Two beers it’s quite clear you’ve never been associated with any concern which attempted to get a building permit, let alone a demolition permit in San Francisco.
@Bluntcard: I didn’t realize a single-story self-service car wash in the middle of a dense and transit-rich corridor was a “charming” attraction that put San Francisco on the map – as opposed to its hills, views, parks, diversity, etc. By all means, save the self-service carwash on a major thoroughfare, if that’s what’s keeping San Francisco from becoming the next Brody.
Also, a few (million) people might take issue with you portraying places like Brooklyn or Dupont Circle as “charmless”!
try living by it. the amount of traffic it caused on a small street like Collins was overwhelming, the accumulation of trash all over the sidewalk and 3am car washes with music blasting did not resemble anything I would think of as charming. good riddance.

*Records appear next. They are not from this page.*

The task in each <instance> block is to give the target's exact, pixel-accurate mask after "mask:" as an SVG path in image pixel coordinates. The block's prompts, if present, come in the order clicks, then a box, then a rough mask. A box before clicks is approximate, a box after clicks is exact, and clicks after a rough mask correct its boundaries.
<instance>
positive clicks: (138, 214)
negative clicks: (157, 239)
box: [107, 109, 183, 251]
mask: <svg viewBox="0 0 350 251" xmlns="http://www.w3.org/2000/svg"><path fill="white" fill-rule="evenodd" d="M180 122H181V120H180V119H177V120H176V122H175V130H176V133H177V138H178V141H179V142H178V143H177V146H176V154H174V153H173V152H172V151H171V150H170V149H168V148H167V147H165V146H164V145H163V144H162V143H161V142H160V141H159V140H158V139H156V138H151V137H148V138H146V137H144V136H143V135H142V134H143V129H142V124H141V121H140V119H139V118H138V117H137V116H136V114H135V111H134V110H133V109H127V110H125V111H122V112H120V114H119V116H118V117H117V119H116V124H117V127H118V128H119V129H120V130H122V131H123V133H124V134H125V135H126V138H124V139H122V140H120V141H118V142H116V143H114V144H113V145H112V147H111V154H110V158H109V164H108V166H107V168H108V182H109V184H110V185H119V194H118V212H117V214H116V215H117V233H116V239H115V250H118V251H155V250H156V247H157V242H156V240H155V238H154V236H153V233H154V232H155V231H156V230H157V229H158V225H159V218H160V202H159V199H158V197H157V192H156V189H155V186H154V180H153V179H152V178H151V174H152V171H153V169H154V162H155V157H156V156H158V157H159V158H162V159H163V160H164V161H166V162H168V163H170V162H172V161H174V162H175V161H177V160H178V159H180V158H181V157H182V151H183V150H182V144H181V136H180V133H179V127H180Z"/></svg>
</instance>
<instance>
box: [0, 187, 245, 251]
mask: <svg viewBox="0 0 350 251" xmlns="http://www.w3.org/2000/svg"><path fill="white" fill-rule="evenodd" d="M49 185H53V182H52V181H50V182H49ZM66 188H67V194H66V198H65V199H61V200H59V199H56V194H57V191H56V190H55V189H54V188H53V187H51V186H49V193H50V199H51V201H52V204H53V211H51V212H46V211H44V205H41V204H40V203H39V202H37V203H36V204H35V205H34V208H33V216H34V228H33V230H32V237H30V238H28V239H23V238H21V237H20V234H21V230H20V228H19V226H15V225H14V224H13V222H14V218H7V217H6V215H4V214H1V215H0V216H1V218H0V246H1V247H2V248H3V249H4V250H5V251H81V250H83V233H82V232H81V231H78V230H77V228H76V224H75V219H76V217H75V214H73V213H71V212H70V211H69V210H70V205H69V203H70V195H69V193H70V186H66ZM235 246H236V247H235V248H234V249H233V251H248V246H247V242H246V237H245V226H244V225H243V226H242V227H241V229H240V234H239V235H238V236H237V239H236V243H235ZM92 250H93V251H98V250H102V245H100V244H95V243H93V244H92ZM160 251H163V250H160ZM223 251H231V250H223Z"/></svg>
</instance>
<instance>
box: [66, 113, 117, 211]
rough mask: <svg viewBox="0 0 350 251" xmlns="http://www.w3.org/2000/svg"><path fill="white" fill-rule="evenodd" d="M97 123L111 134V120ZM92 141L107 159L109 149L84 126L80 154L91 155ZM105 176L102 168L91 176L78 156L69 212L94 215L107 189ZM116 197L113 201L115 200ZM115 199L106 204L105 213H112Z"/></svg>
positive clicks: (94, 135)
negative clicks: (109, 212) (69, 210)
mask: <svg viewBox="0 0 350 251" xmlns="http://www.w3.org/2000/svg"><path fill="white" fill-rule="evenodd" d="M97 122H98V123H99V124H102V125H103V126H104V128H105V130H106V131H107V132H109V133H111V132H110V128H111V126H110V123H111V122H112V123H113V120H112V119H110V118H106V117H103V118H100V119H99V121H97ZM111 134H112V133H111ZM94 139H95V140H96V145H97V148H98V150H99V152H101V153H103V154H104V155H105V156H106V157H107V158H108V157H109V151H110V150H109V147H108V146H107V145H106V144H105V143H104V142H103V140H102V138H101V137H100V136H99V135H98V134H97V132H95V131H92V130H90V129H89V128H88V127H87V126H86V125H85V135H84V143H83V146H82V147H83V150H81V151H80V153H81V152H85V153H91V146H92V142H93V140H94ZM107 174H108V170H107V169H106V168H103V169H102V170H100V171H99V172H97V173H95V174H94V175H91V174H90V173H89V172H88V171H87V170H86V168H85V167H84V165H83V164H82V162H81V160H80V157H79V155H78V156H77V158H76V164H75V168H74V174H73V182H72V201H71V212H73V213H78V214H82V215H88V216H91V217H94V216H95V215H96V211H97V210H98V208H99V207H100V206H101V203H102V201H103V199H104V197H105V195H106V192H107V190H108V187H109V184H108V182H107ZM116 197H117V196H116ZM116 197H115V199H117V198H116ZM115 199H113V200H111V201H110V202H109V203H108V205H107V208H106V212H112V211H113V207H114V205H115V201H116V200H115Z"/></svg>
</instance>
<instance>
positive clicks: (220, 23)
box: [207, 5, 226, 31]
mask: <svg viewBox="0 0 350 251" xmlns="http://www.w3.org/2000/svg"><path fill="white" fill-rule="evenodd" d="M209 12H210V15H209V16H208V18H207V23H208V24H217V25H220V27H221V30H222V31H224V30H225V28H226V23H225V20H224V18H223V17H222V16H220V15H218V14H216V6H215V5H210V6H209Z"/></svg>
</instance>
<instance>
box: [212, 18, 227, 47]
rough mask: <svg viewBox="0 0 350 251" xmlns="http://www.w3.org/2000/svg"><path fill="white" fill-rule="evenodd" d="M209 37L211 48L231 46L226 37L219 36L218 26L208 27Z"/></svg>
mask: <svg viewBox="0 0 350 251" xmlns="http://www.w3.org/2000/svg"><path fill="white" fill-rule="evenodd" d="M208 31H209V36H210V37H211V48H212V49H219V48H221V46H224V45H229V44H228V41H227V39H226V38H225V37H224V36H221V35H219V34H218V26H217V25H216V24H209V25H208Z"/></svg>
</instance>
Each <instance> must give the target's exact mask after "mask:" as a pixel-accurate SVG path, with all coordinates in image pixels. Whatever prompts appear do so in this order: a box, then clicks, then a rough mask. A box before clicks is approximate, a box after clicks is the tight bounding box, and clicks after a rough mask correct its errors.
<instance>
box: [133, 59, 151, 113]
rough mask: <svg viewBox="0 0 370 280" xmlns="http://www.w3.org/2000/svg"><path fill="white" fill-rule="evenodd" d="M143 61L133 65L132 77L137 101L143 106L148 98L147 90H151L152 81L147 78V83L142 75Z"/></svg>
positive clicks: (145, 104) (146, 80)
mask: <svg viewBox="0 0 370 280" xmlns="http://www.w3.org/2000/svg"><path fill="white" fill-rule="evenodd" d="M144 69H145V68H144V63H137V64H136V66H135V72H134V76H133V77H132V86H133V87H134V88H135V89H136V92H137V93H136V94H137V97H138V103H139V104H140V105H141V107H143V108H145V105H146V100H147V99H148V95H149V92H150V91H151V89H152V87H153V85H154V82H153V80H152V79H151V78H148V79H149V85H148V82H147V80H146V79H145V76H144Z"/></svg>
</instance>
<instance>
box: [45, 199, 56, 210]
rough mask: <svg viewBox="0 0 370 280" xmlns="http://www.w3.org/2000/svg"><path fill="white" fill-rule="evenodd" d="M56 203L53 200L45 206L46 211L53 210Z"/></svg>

Two beers nailed it. We’re entering a new paradigm where this will be common knowledge. Too big fails.
Two beers I love your pithy rant. Very well written.
This looks like a great place for housing with first floor retail. I’m excited to see what they build.
This sidewalk is a regular dumping ground for all kinds of household items for whatever reason, so good riddance! The lazy bums who can’t bother to call RMJ for a FREE scheduled pickup irk me to no end! It’s passive bullying!
Class warfare! Random dumping of garbage is part of SF’s charm! LOL
UPDATE: With the application to raze the car wash shed and facilities working its way through Planning, the unentitled 5,000-square-foot site is now on the market with a $1.75 million price tag. As a point of reference, that Polk Gulch parcel upon which a 140-foot-tall tower is slated to be entitled measures 4,795 square feet.